貴女には、貴女を待つ人達がいるでしょう?
私は確かに貴女を愛していますが、貴女の望む愛であるのかは自信がありません。
おそらく私は貴女に狂っている。
こんな凶暴な愛に飲み込まれるより、穏やかな愛の方が貴女には似合っています。
これが最後のチャンスです。
一ヶ月答えを待ちます。
よく考えて下さい、貴女の幸せを」

彼はスーツのポケットから名刺を取り出し、ペンで番号を書いた。

「プライベートの連絡先です。
但し繋がるのはこれから一ヶ月だけ。
それ以降は繋がりませんし、この家にも居ません。
当然本部に来られても一切応じることはありません。
二度と貴女の前に現れないことを誓います」

そう言い切った彼の瞳は、複雑な感情が入り乱れているように見えた。
急に静かになった部屋。
夕暮れのオレンジが部屋に差し込み、その色はゆっくりと夜を知らせる色に変わり始めた。
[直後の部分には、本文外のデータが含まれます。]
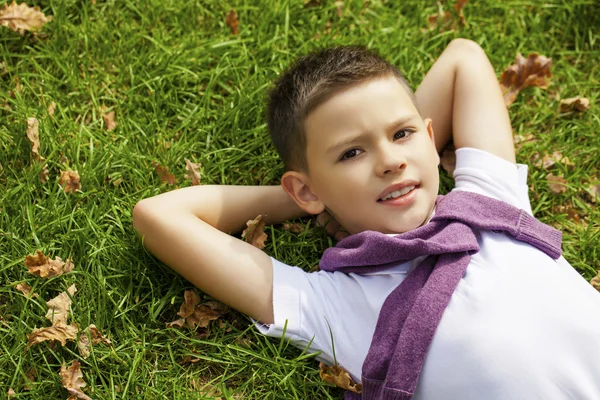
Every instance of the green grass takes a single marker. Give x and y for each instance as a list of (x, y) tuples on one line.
[(184, 87)]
泣いてはいけないのに涙があふれそうになるのを唇をかんで耐える。
それでも瞳から落ちそうな涙を、彼がそっと拭ってくれた。
彼は自分が狂気のような欲望を抱いているといいながら、最後まで私を縛り付けることをしなかった。
彼と話したい。
話をしたいのに、なかなか言葉が出てこないのがもどかしい。
しばらくして彼が口を開いた。

「車で送りたいのですが、私を見かければ周囲の方が心配するでしょう。
タクシーを呼びますから」

「でもまだ六時過ぎです。
どっか一緒にご飯とか」

なんとか話す時間を作ろうと提案をする。
だけど美東さんは首を横に振った。

「私だってそうしたい。
ですがこれ以上一緒にいればきっと貴女を帰せなくなるでしょう。
良い子だから言うことを聞いて下さい、私のために」

彼の手が私の顎を軽く掴み、彼の顔が近づく。
私は静かに目を瞑る。
最後になるかもしれない口づけを、今はただ感じていたかった。